First, I think that we need to be a little less squeamish about this topic. We all agree that discussion and instruction are of great value in Christianity. We expend much time, breath and ink teaching people about the Christian way of life: prayers, services of the Church, fasting, Scripture, and just about anything else. And yet we consistently hesitate to discuss a topic which is of great importance to any young adult and most older adults. Pastors who cover up their own inadequacies or outright ignorance by pretending that there is no sex in the Church or worse--by a high-browed "thou shalt not!" are failing their flock, most of whom will in fact engage in a sexual relationship at sometime in their lives. I am not in any way involved in preparations for the Great and Holy Council and do not know what will be discussed there, but I firmly believe that a comprehensive and affirmative theology of Christian marriage and sexuality is vitally necessary to safely guide our flock through the minefield of modern secular ideas which influence the minds of our young people whether we want to admit it or not. And in the absence of an intelligent Christian argument, the secular voice is the only one speaking to our children. Those who can read Russian, may find an excellent brief note by Vitalii Kaplan on this topic of great interest:here.
Your book also tackles the "gay marriage" issue and more broadly homosexuality in general. Things are moving apace in the same-sex union movement with something written about it almost daily both in large, international media outlets and in small local papers. Is there an easy answer to be had for the layman who wants to understand the Church's position on homosexuality as something other than opposing two people "in love" because of antiquated misconceptions about same-sex attraction?

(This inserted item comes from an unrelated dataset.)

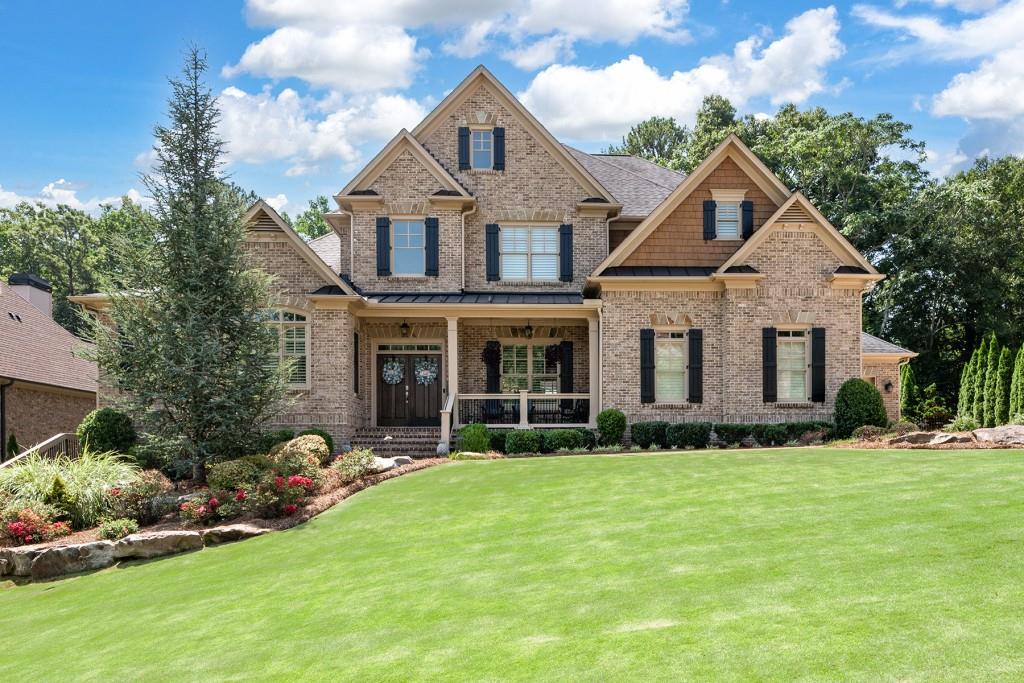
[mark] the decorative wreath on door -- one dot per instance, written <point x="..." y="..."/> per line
<point x="393" y="372"/>
<point x="426" y="371"/>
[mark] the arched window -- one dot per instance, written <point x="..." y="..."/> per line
<point x="293" y="344"/>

Unfortunately, I do not have a good answer, and neither does anyone else as far as I know. In my book, I mentioned the difficulty of presenting a coherent Orthodox argument mostly because it does not seem to exist. What we have had thus far, was a two-pronged approach to the problem: 1) the Scripture clearly speaks against homosexuality, and 2) homosexuality is unnatural. The problem with this approach is that the Scripture also says, for example, that it is an "abomination" to eat shrimp (Leviticus 11:10)--the same word that Leviticus 18:22 uses for a homosexual act of lying "with a male as with a woman." And as for the unnatural aspect of homosexuality, there are many things that heterosexual couples do--such as using their feeding orifices for sexual and/or emotional gratification (otherwise knows as kissing)--that this argument simply falls flat is many ways. One of the main reasons for my book was to spark some serious theological work that could help formulate a coherent and convincing Orthodox response to the very successful homosexual movement of our time. I believe that we owe this to our children.
I very much agree, Father. Thanks for your time in answering the above questions. I hope this book does indeed spark conversation on the topic amongst our clergy and the laity as well. While not an "easy" book because of the sensitive nature of the topic, I hope many parishes add this title to their bookstore offerings. We can't ignore the questions asked and assume they will answer themselves in the minds of the faithful or future generations of believers.